Casey Sprake, Economist at Anchor Capital, said that although geopolitical tensions with the US remain a key risk, the local economy has entered the year with notable momentum, supported by easing inflation, a more accommodative monetary policy, a stable electricity supply, and improving business and consumer confidence. “Structural reforms are progressing, and while logistical bottlenecks persist, operational improvements are becoming increasingly evident—albeit somewhat overshadowed by external volatility.”

Sprake added that the Government of National Unity (GNU) appears to be holding up, adding a degree of political stability that supports ongoing economic reform efforts. “ However, global risks have escalated significantly, particularly following a series of executive orders by US President Donald Trump. These include tariff hikes on select US imports and retaliatory measures from affected countries, adding to trade uncertainties. More concerningly for South Africa, the US has issued an executive order to cease all aid to the country, raising the risk of further, potentially more damaging, South Africa-specific measures. Should the National Treasury absorb any of the costs previously covered by US aid, this could introduce additional fiscal pressure and reinforce a conservative budget stance.”

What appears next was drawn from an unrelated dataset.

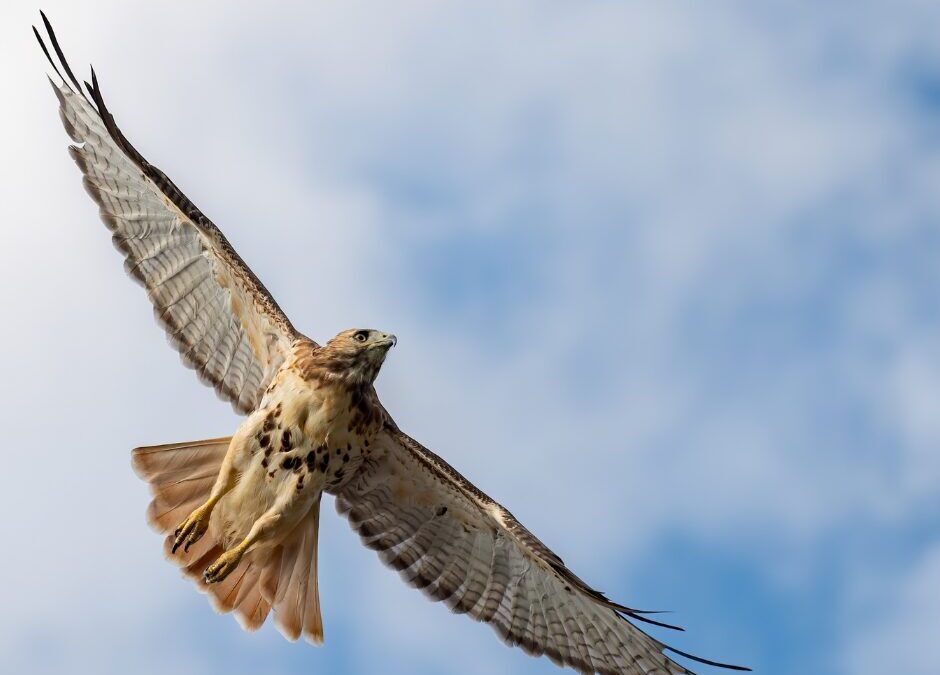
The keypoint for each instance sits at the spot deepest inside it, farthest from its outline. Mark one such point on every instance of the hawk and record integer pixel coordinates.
(240, 514)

Sprake said that despite the growing headwinds, we still see potential for positive sovereign credit rating action in the future, contingent on continued progress in growth-supportive policy reforms and fiscal consolidation. “Given the recent escalation of economic and fiscal risks, such upgrades are unlikely in the near term. Furthermore, regarding the greylisting outlook, the government has indicated that meeting the June 2025 deadline for FATF compliance is unlikely. With several key reforms still in progress, greylisting may remain in effect until at least Q4 2025, thereby extending the timeline for achieving full compliance.”

Sprake added that Anchor's budget wish list includes no budget reduction for the National Prosecuting Authority (NPA) or, better yet, allocating more money to the NPA and the Special Investigating Unit (SIU) to continue the fight against corruption and state capture at large. “A continued demonstration of the government's commitment to fiscal consolidation with difficult actions rather than simple words. Potential fiscal costs if the Treasury assumes financial responsibilities previously funded by US aid programmes. A credible plan that controls debt accumulation and reduces debt levels rather than allowing them to escalate.”

Sprake said that there should be a demonstration of additional measures to improve the ease of doing business in South Africa. “Further details on potential liabilities of the Road Accident Fund (RAF) and other distressed SOEs, including Denel, the Land Bank, and SANRAL. Detailed plans to address the financial distress of municipalities nationwide.

Clarity surrounding the future of the SRD grant - will it finally be formalised into a basic income grant? Will the benefit level be raised? Clarity around the funding structures of the latest bills that have been passed—namely the National Health Insurance (NHI) Bill and the Expropriation Bill. An update on the long-awaited fiscal rule framework.”

Sprake added that whether any of the abovementioned wish list items will come to fruition remains to be seen. “Overall, reining in new expenditure pressures is key, as is making savings, avoiding wastage, inefficiency, and inappropriate spending, focusing on economic growth-creating initiatives, and collectively navigating the increasingly uncertain global geopolitical environment.”